Many solutions are available:

  • Make the container exactly square
  • Change the size of your canvas (flip the width and height) at 90 and 270 rotations
  • Combine a ScaleTransform with your RotateTransform that scales the canvas by w/h in one direction and h/w whenever rotation is at 90 or 270 degrees so the canvas is stretched to fit the new rectangle
  • Add a TranslateTransform to your RotateTransform that shifts the coordinate system by w-h and h-w whenever rotation is at 90 or 270 degrees
  • Calculate a new RenderTransformOrigin to make the corner come out where you want it
3
votes

Daniell, what everyone is telling you is correct. If you have a Rectangle, and you set the origin to 0.5, 0.5, that means "rotate about the centroid of this object", so if you rotate 90 or 270 degrees, of course it'll look exactly like what you see.
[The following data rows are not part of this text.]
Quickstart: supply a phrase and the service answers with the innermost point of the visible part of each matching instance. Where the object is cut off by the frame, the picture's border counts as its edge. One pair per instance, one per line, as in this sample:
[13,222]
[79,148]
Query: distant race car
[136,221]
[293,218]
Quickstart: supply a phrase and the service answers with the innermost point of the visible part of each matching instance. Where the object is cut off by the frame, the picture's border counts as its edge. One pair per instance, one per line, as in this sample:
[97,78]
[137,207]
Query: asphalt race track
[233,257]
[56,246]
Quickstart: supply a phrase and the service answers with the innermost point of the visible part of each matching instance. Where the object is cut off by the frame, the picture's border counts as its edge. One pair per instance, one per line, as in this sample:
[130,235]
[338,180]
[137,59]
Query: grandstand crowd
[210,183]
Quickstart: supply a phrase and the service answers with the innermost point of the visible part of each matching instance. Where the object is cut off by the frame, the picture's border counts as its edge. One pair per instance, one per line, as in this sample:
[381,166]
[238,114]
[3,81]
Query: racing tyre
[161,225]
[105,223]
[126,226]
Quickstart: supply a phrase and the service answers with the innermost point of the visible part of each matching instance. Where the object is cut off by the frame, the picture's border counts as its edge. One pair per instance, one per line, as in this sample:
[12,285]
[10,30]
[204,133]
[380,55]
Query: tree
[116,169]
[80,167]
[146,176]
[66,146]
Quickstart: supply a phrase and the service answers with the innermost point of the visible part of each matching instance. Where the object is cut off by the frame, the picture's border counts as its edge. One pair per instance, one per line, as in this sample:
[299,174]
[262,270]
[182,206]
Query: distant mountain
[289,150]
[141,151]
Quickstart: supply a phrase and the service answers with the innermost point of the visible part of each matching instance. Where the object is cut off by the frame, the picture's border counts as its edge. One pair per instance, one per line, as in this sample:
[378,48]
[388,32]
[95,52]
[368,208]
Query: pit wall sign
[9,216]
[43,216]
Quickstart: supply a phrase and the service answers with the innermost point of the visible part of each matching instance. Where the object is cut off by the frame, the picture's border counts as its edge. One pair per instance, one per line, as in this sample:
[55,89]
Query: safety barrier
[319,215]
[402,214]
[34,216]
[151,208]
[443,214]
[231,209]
If you want the rectangle to rotate 90 degrees and still end up in the upper left corner, you either have to rotate 90, then translate in X and Y to get the corner to match up with 0,0, or you need to rotate about a different center (like 0,0), and translate only in X.

Here's an example:

<Page
  xmlns="http://schemas.microsoft.com/winfx/2006/xaml/presentation"
  xmlns:x="http://schemas.microsoft.com/winfx/2006/xaml">
    <Canvas Height="500" Width="500" Background="Green">
        <Rectangle Canvas.Left="0" Canvas.Top="0" Height="50" Width="100" RenderTransformOrigin="0.5,0.5" Fill="Red">
            <Rectangle.RenderTransform>
              <TransformGroup>
                <RotateTransform Angle="90" />
                <TranslateTransform X="-25" Y="25" />
              </TransformGroup>
            </Rectangle.RenderTransform>
        </Rectangle>
        <Rectangle Canvas.Left="0" Canvas.Top="0" Height="50" Width="100" RenderTransformOrigin="0.5,0.5" Fill="RoyalBlue">
            <Rectangle.RenderTransform>
                <RotateTransform Angle="0" />
            </Rectangle.RenderTransform>
        </Rectangle>
    </Canvas> 
</Page>

Perhaps it would be best if you explained what you were really trying to do with this. It's also weird that you say that 0 and 180 are great because the corner matches up with 0,0, but then your shape is rotated, and we don't know if preservation of orientation is important to you or not.

1
votes

The reason the coordinates are changing is because the coordinate system of a canvas rotates with the canvas.

http://msdn.microsoft.com/en-us/library/system.windows.media.rotatetransform.aspx states:

When you use a RotateTransform, realize that the transformation rotates the coordinate system for a particular object about the point (0, 0).

Presuming you are rotating about the centroid of a square, when you're rotated 90 degrees (clockwise, the direction RotateTransform considers positive), (0,0) refers to the upper right corner on the screen, for 180 it refers to the lower right corner, for 270 it refers to the bottom left corner, and at 0 it refers, as expected, to the upper left corner.